MESSAGE AUX IVROGNES, ASSASSINS DE LA ROUTE
Avant de prendre la route, et de vous livrer à des actes odieux en picolant comme des trous, lisez ce poème, que j'ai écrit en 1982... J'étais sur le point de quitter les Pompiers, je n'en pouvais plus... Le 23 Décembre 1981, un accident de la route comme hélas, durant mes douze ans de carrière professionnelle j'en ai vu des centaines, brisa la vie d'un jeune garçon d'une dizaine d'années. Victimes d'un alcoolique (2,5 g / 1000, à quatre heures du matin), ses parents furent tués sur le coup ! Prisonnier des tôles, nous avons mis deux heures pour le désincarcérer. Nous l'avons sauvé, mais dans son cœur aujourd'hui, que se passe-t-il ?

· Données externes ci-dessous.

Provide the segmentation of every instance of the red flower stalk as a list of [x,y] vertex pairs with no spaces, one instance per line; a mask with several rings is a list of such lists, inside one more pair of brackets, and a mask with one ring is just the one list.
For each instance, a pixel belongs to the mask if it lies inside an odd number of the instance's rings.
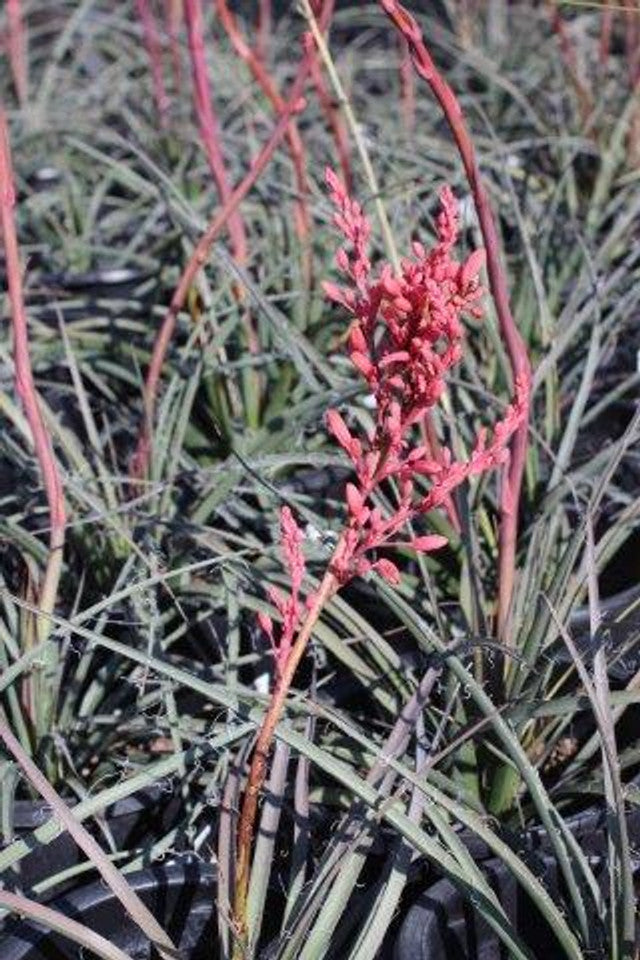
[[[352,577],[370,571],[397,584],[400,571],[396,565],[385,557],[371,556],[380,548],[409,547],[429,553],[444,546],[446,539],[437,534],[409,541],[398,537],[408,521],[443,506],[451,491],[468,477],[503,463],[508,457],[509,438],[524,421],[527,410],[526,381],[516,378],[515,402],[495,425],[489,441],[485,431],[479,433],[469,460],[454,460],[446,448],[434,460],[427,447],[411,446],[411,428],[437,403],[448,370],[460,359],[461,315],[480,313],[478,272],[484,252],[475,251],[465,263],[453,259],[457,205],[451,190],[445,187],[434,249],[427,252],[421,244],[414,244],[415,259],[402,262],[400,276],[394,276],[389,266],[383,266],[374,276],[367,255],[369,221],[333,171],[327,171],[327,180],[337,207],[335,222],[349,248],[341,248],[336,259],[350,285],[342,288],[325,284],[325,292],[354,317],[349,337],[351,361],[374,396],[376,423],[369,435],[355,436],[337,410],[327,413],[329,430],[351,460],[356,482],[347,485],[347,524],[320,585],[304,605],[300,599],[305,572],[302,534],[289,508],[282,510],[282,547],[291,593],[284,598],[279,591],[269,591],[282,618],[279,639],[275,638],[271,618],[259,615],[274,652],[275,683],[251,758],[238,822],[233,905],[238,946],[234,960],[243,956],[248,938],[250,854],[268,754],[296,669],[324,604]],[[427,492],[416,489],[419,477],[430,481]],[[385,517],[374,505],[373,495],[390,479],[397,482],[399,502],[391,516]]]
[[21,107],[27,102],[28,61],[21,0],[7,0],[7,43],[13,85]]
[[380,0],[380,4],[396,29],[409,44],[416,73],[425,80],[436,97],[455,140],[469,187],[473,195],[478,221],[487,255],[489,287],[493,296],[500,332],[507,348],[514,389],[523,416],[511,442],[511,457],[502,485],[500,519],[500,554],[498,573],[498,636],[510,643],[509,616],[515,580],[518,506],[527,454],[528,407],[531,390],[531,365],[527,349],[515,324],[509,306],[509,293],[500,260],[500,242],[489,197],[482,182],[473,141],[464,122],[462,109],[448,83],[438,72],[427,50],[422,31],[396,0]]
[[147,55],[151,66],[151,79],[153,82],[153,96],[158,111],[160,126],[164,129],[168,123],[169,97],[164,85],[162,73],[162,48],[160,46],[160,37],[156,19],[151,9],[149,0],[136,0],[136,11],[142,24],[142,35],[144,45],[147,48]]
[[416,85],[411,51],[402,35],[400,36],[400,99],[405,128],[407,133],[413,133],[416,125]]
[[[200,126],[200,137],[207,154],[209,168],[218,188],[220,201],[225,204],[231,196],[231,186],[222,153],[220,125],[216,116],[209,85],[201,0],[184,0],[184,15],[187,21],[187,33],[189,35],[189,52],[191,54],[193,77],[193,100],[198,117],[198,124]],[[248,248],[247,235],[240,207],[236,208],[229,217],[228,230],[231,237],[233,257],[237,264],[244,266],[247,262]],[[242,303],[244,300],[244,290],[239,284],[234,283],[233,293],[236,300]],[[248,310],[243,311],[243,327],[249,352],[255,356],[260,352],[260,343],[254,320]],[[259,393],[261,384],[259,371],[250,369],[249,376],[252,379],[256,392]]]
[[[222,203],[226,203],[231,196],[231,187],[222,155],[220,125],[209,86],[201,0],[184,0],[184,15],[189,35],[189,51],[193,72],[193,99],[200,126],[200,136],[209,161],[209,168],[218,188],[220,200]],[[229,217],[228,227],[234,257],[238,263],[243,264],[247,259],[247,237],[244,222],[238,210]]]
[[[40,610],[47,614],[53,611],[55,605],[67,521],[62,478],[53,452],[51,437],[40,410],[38,393],[31,370],[29,329],[22,288],[20,251],[13,213],[15,202],[9,131],[4,111],[0,108],[0,225],[6,260],[9,302],[11,304],[16,392],[22,401],[29,423],[49,507],[49,556],[38,598]],[[50,626],[51,624],[46,618],[39,622],[39,639],[46,639]]]

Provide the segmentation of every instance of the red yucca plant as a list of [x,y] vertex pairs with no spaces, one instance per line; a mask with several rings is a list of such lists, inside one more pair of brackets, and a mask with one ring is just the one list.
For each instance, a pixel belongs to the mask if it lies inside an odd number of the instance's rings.
[[[513,404],[490,436],[485,430],[478,432],[467,460],[456,460],[447,447],[435,460],[428,447],[413,445],[413,428],[437,404],[448,371],[461,358],[462,316],[481,314],[483,291],[478,274],[484,251],[475,251],[464,263],[454,258],[457,204],[452,191],[445,187],[440,197],[435,247],[427,251],[422,244],[414,243],[413,258],[402,261],[399,274],[394,275],[386,264],[374,273],[367,254],[369,221],[331,170],[327,171],[327,182],[337,210],[335,223],[346,240],[336,261],[348,285],[328,283],[325,292],[353,317],[349,333],[351,362],[373,396],[375,425],[369,433],[354,432],[337,410],[327,414],[328,429],[351,460],[355,480],[346,488],[345,527],[318,589],[306,601],[301,596],[305,575],[302,532],[288,507],[281,513],[282,548],[291,591],[288,597],[270,591],[282,621],[279,630],[268,615],[259,618],[271,643],[275,680],[238,825],[234,920],[240,946],[247,936],[250,853],[268,752],[296,668],[324,604],[353,577],[372,571],[390,583],[399,583],[398,567],[380,555],[381,549],[407,547],[428,553],[443,547],[444,537],[420,533],[405,539],[402,531],[409,522],[423,523],[467,478],[504,463],[509,456],[509,439],[527,410],[527,381],[517,377]],[[396,504],[385,515],[376,504],[376,494],[390,482],[397,490]]]
[[438,71],[416,20],[397,0],[379,0],[379,2],[395,28],[406,40],[414,69],[431,88],[460,154],[486,249],[489,288],[493,296],[500,332],[509,355],[514,387],[523,407],[520,425],[515,430],[511,442],[508,467],[504,471],[500,503],[498,638],[508,646],[511,643],[509,621],[515,580],[518,508],[527,454],[531,365],[527,349],[511,313],[506,276],[500,259],[498,230],[460,103]]

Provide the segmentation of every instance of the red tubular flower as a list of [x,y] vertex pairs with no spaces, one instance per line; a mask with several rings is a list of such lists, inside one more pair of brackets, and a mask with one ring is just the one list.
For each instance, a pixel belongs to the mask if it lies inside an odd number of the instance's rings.
[[[357,478],[357,484],[347,487],[349,530],[333,570],[341,583],[369,570],[396,583],[399,574],[391,561],[372,562],[367,555],[384,546],[409,545],[430,552],[444,545],[444,538],[435,535],[417,537],[409,544],[395,538],[407,521],[442,506],[468,477],[504,463],[508,441],[526,414],[527,385],[516,381],[514,403],[490,440],[485,431],[479,433],[468,461],[454,460],[447,448],[436,461],[424,446],[410,447],[411,428],[439,401],[449,370],[462,356],[462,316],[482,315],[479,273],[484,251],[475,250],[464,263],[454,259],[458,205],[445,186],[433,249],[414,243],[414,256],[402,262],[399,276],[387,265],[373,275],[369,222],[336,173],[327,170],[326,179],[336,207],[334,223],[347,241],[336,263],[349,285],[325,284],[324,289],[353,316],[351,362],[373,393],[376,411],[372,434],[361,437],[352,435],[336,410],[327,413],[327,426],[353,463]],[[417,477],[430,479],[427,494],[415,490]],[[383,518],[372,509],[371,498],[388,479],[397,481],[400,499],[393,515]]]

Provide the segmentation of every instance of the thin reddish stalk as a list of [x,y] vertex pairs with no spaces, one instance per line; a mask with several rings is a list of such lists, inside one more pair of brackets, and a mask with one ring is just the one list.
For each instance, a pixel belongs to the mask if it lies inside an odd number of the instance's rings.
[[[343,541],[344,536],[336,546],[334,557],[339,555]],[[298,633],[286,662],[283,664],[282,673],[278,677],[276,687],[271,695],[269,708],[260,726],[258,739],[251,758],[247,786],[244,792],[240,820],[238,822],[238,853],[236,857],[236,882],[233,901],[233,921],[237,935],[233,952],[234,960],[242,960],[245,956],[247,942],[247,895],[249,892],[249,876],[251,872],[251,850],[253,847],[253,835],[258,812],[258,800],[267,776],[269,752],[273,744],[275,729],[282,716],[287,694],[293,682],[298,664],[307,648],[313,628],[318,622],[318,617],[325,603],[338,589],[338,581],[331,572],[331,569],[332,565],[329,564],[322,583],[314,595],[313,605],[307,613],[304,624]]]
[[[242,36],[236,18],[229,10],[226,0],[215,0],[215,3],[220,22],[237,55],[246,63],[275,113],[282,113],[284,110],[284,100],[264,63]],[[293,121],[291,121],[287,127],[286,137],[289,144],[289,153],[291,155],[291,163],[293,164],[298,193],[294,207],[295,227],[303,250],[306,280],[307,283],[310,283],[311,262],[309,259],[309,242],[311,219],[308,207],[309,185],[306,172],[306,154],[300,133],[298,132],[298,127]]]
[[267,59],[272,25],[273,11],[271,9],[271,0],[259,0],[258,25],[256,29],[256,55],[263,62]]
[[[440,104],[458,148],[482,231],[487,255],[489,286],[495,303],[500,332],[507,348],[511,372],[514,381],[519,380],[526,389],[528,397],[531,384],[531,365],[525,344],[511,314],[506,277],[500,259],[498,231],[462,109],[455,94],[438,72],[425,46],[422,32],[413,17],[396,0],[380,0],[380,4],[394,26],[406,38],[411,50],[413,65],[418,75],[429,84]],[[528,400],[526,408],[528,411]],[[511,456],[503,477],[501,494],[498,636],[506,644],[511,642],[508,627],[515,581],[518,510],[527,454],[527,421],[528,416],[525,415],[522,425],[517,429],[511,442]]]
[[[207,70],[207,61],[204,45],[204,22],[202,17],[202,4],[200,0],[184,0],[184,14],[187,22],[187,33],[189,36],[189,52],[191,55],[191,68],[193,78],[193,99],[200,127],[200,137],[207,154],[209,167],[213,174],[218,194],[222,204],[225,204],[231,196],[231,187],[227,177],[227,169],[222,153],[222,138],[220,136],[220,124],[216,116],[213,99],[211,97],[211,87],[209,82],[209,71]],[[248,247],[247,235],[245,231],[244,220],[238,207],[228,221],[229,235],[231,237],[231,248],[233,257],[237,264],[244,266],[247,262]],[[233,285],[234,294],[238,302],[243,299],[244,291],[238,284]],[[248,310],[243,311],[243,327],[246,336],[246,343],[249,352],[257,355],[260,352],[260,343],[256,330],[254,328],[251,313]],[[249,376],[252,378],[256,393],[260,393],[260,373],[258,370],[250,368]]]
[[153,96],[158,111],[158,119],[160,120],[160,126],[165,129],[169,121],[169,97],[167,96],[164,85],[162,47],[158,35],[156,18],[153,15],[149,0],[136,0],[136,11],[142,24],[144,45],[147,49],[149,64],[151,66]]
[[144,421],[140,429],[136,453],[131,464],[131,474],[135,479],[140,479],[147,472],[149,456],[151,453],[151,438],[153,435],[153,420],[156,403],[156,395],[164,359],[173,336],[178,313],[184,306],[187,294],[193,285],[193,282],[207,262],[207,258],[216,239],[225,228],[229,217],[234,210],[244,200],[256,180],[263,172],[271,160],[278,144],[282,140],[291,121],[291,116],[298,112],[304,106],[300,96],[309,73],[308,53],[302,60],[298,68],[298,75],[292,85],[291,95],[284,106],[280,119],[276,124],[269,140],[264,145],[244,179],[233,190],[231,196],[224,206],[216,213],[215,217],[207,227],[206,231],[198,241],[189,262],[182,272],[178,286],[175,289],[167,314],[156,336],[151,354],[151,362],[147,371],[144,386]]
[[[333,0],[329,4],[330,9],[325,12],[325,17],[329,18],[333,12]],[[313,80],[313,85],[316,88],[316,93],[318,95],[318,101],[322,108],[322,112],[325,115],[327,125],[331,130],[333,136],[333,141],[336,149],[336,157],[338,163],[340,164],[340,169],[342,171],[342,176],[344,178],[345,185],[347,190],[351,189],[353,183],[353,176],[351,173],[351,158],[350,158],[350,148],[349,148],[349,135],[347,133],[347,128],[342,120],[340,111],[338,110],[335,100],[331,96],[329,88],[325,83],[324,76],[322,74],[322,67],[320,66],[320,61],[318,59],[318,53],[314,47],[313,55],[311,58],[311,79]]]
[[[53,609],[55,602],[65,539],[66,513],[62,480],[53,453],[51,439],[47,433],[38,404],[38,395],[31,370],[29,332],[22,289],[22,271],[14,207],[15,189],[9,132],[4,111],[0,108],[0,220],[13,324],[16,391],[24,406],[33,437],[50,517],[49,558],[39,597],[39,606],[46,613]],[[43,633],[46,634],[47,631],[48,622],[45,621],[41,636]]]
[[171,69],[176,93],[182,89],[182,61],[180,59],[180,23],[182,20],[182,0],[165,0],[165,29],[171,51]]
[[560,11],[558,10],[554,0],[547,0],[547,5],[549,7],[551,16],[551,26],[558,38],[558,43],[560,45],[562,59],[565,62],[567,72],[576,91],[576,96],[578,97],[578,105],[580,107],[582,123],[584,126],[587,126],[589,118],[593,113],[593,97],[591,95],[591,91],[588,89],[584,80],[580,76],[578,58],[576,57],[576,51],[573,43],[571,42],[571,38],[567,33],[567,27],[564,19],[560,14]]
[[[184,14],[189,35],[189,52],[191,54],[191,69],[193,75],[193,100],[200,127],[200,136],[207,154],[209,167],[213,174],[221,203],[227,203],[231,196],[231,187],[224,157],[222,155],[220,124],[215,113],[209,72],[205,57],[204,24],[202,19],[202,4],[200,0],[184,0]],[[247,236],[244,221],[238,209],[228,220],[228,229],[233,246],[233,255],[238,263],[244,264],[247,260]]]
[[29,80],[21,0],[7,0],[7,41],[13,84],[16,88],[18,103],[22,107],[27,102]]
[[402,118],[407,133],[413,133],[416,126],[416,85],[411,51],[406,39],[400,35],[400,100]]

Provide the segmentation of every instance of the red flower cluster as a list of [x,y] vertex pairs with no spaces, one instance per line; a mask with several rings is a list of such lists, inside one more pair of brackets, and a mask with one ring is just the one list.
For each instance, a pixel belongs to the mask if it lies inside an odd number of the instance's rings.
[[[453,259],[458,210],[452,191],[444,187],[435,247],[426,251],[414,243],[415,259],[402,262],[400,276],[394,276],[388,265],[374,276],[367,256],[369,222],[336,174],[327,170],[326,177],[337,208],[334,222],[348,244],[338,251],[336,262],[350,287],[325,284],[324,289],[354,317],[351,362],[367,381],[376,416],[371,435],[356,437],[337,410],[327,414],[327,426],[349,456],[357,478],[357,484],[347,487],[349,524],[333,569],[341,583],[369,570],[397,583],[400,574],[390,560],[371,561],[367,555],[382,546],[427,552],[446,543],[440,536],[418,537],[409,544],[393,538],[408,520],[441,506],[467,477],[505,461],[509,438],[525,415],[526,384],[516,384],[515,402],[489,442],[486,431],[481,431],[468,461],[454,460],[446,448],[435,459],[426,446],[410,445],[411,427],[440,399],[447,372],[462,356],[462,314],[481,316],[478,274],[484,251],[476,250],[464,263]],[[419,476],[431,481],[426,494],[414,488]],[[399,502],[393,515],[385,518],[373,506],[372,495],[390,478],[397,481]]]
[[[516,381],[514,402],[493,427],[478,434],[468,460],[455,460],[443,447],[434,457],[429,447],[412,446],[412,427],[438,402],[447,372],[462,356],[464,328],[461,317],[481,316],[483,290],[478,273],[484,251],[476,250],[464,263],[452,257],[458,239],[458,211],[449,187],[440,195],[437,219],[438,242],[432,250],[413,244],[413,260],[401,264],[400,276],[385,265],[372,273],[367,256],[371,228],[360,205],[352,200],[336,174],[328,170],[327,182],[337,207],[335,223],[347,240],[336,256],[350,287],[325,284],[330,299],[342,304],[354,317],[349,349],[354,367],[364,377],[375,401],[375,426],[369,435],[354,436],[337,410],[327,413],[327,426],[353,464],[356,482],[347,484],[347,526],[334,551],[329,571],[336,586],[352,577],[376,571],[390,583],[400,582],[396,565],[371,555],[380,548],[409,547],[428,553],[446,544],[437,534],[400,540],[398,535],[410,520],[443,506],[451,492],[468,477],[483,473],[508,456],[511,435],[527,411],[528,384]],[[416,489],[416,479],[427,478],[428,491]],[[383,516],[374,504],[374,494],[387,480],[394,480],[398,501],[391,516]],[[259,623],[273,649],[276,673],[281,676],[300,627],[305,604],[300,589],[305,572],[302,532],[289,507],[281,513],[281,541],[291,577],[291,594],[284,597],[270,588],[269,598],[282,619],[279,637],[274,637],[271,618],[259,614]],[[307,605],[312,598],[307,601]]]

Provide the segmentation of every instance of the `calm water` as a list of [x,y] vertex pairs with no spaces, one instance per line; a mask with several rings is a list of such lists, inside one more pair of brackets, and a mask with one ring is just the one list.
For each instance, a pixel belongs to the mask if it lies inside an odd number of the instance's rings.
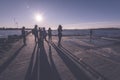
[[[57,31],[52,32],[57,35]],[[0,37],[8,35],[21,35],[21,30],[0,30]],[[63,30],[63,35],[89,35],[89,30]],[[93,30],[95,36],[120,37],[120,30]]]
[[0,30],[0,37],[7,37],[8,35],[21,35],[21,30]]
[[[57,31],[53,32],[57,34]],[[90,30],[64,30],[63,35],[89,35]],[[93,30],[94,36],[120,37],[120,30]]]

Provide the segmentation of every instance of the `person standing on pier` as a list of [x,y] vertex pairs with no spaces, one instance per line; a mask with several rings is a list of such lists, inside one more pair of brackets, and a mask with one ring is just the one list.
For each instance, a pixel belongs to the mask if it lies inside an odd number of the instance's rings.
[[38,29],[37,29],[38,25],[35,25],[34,29],[32,30],[32,33],[35,37],[35,42],[37,42],[38,40]]
[[26,33],[25,33],[25,27],[22,27],[22,38],[23,38],[23,43],[26,45]]
[[43,30],[42,28],[39,28],[39,38],[38,38],[38,47],[43,45]]
[[43,27],[43,39],[44,39],[45,41],[47,41],[46,37],[47,37],[47,32],[46,32],[46,30],[45,30],[45,27]]
[[93,36],[93,30],[90,29],[90,42],[91,42],[91,40],[92,40],[92,36]]
[[49,42],[52,41],[52,30],[51,30],[51,28],[48,29],[48,40],[49,40]]
[[58,46],[61,45],[62,31],[63,31],[63,30],[62,30],[62,26],[59,25],[59,26],[58,26]]

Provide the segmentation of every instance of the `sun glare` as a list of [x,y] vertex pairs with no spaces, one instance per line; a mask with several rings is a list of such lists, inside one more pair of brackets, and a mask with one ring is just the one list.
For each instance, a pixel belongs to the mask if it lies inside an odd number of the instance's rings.
[[36,15],[35,15],[35,20],[38,21],[38,22],[43,21],[42,15],[41,15],[41,14],[36,14]]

Certes, il est permis de boire un peu plus que d'habitude... Certes, la bonne humeur, l'euphorie se doivent d'être au rendez-vous. Mais que par votre inconscience chronique, vous ternissiez l'éclat de cette harmonie, ce n'est pas la prison que vous méritez, mais la peine capitale ! A défaut de civisme, essayez de vous mettre comme je l'ai fait, à la place de ce pauvre petit orphelin, pleurant ses parents à cause d'un alcoolique invétéré... Buvez, saoulez-vous s'il n'y a que cela pour vous donner l'illusion d'être des hommes, mais par pitié, ne prenez pas le volant !!! Vous n'êtes que des loques, des débris de l'humanité, en ne pensant qu'à votre seule passion : picoler ! Si, après avoir lu ce poème, vous versez quelques larmes, alors... laissez la bouteille de côté ; vous permettrez à des innocents, de vivre en paix !
LA VEILLE DE NOËL
J'ai trente ans aujourd'hui et je revois encore
Chaque instant de délire avant le grand départ ;
C'était la première fois nous partions à Andorre
L'euphorie se lisait au fond de mon regard ...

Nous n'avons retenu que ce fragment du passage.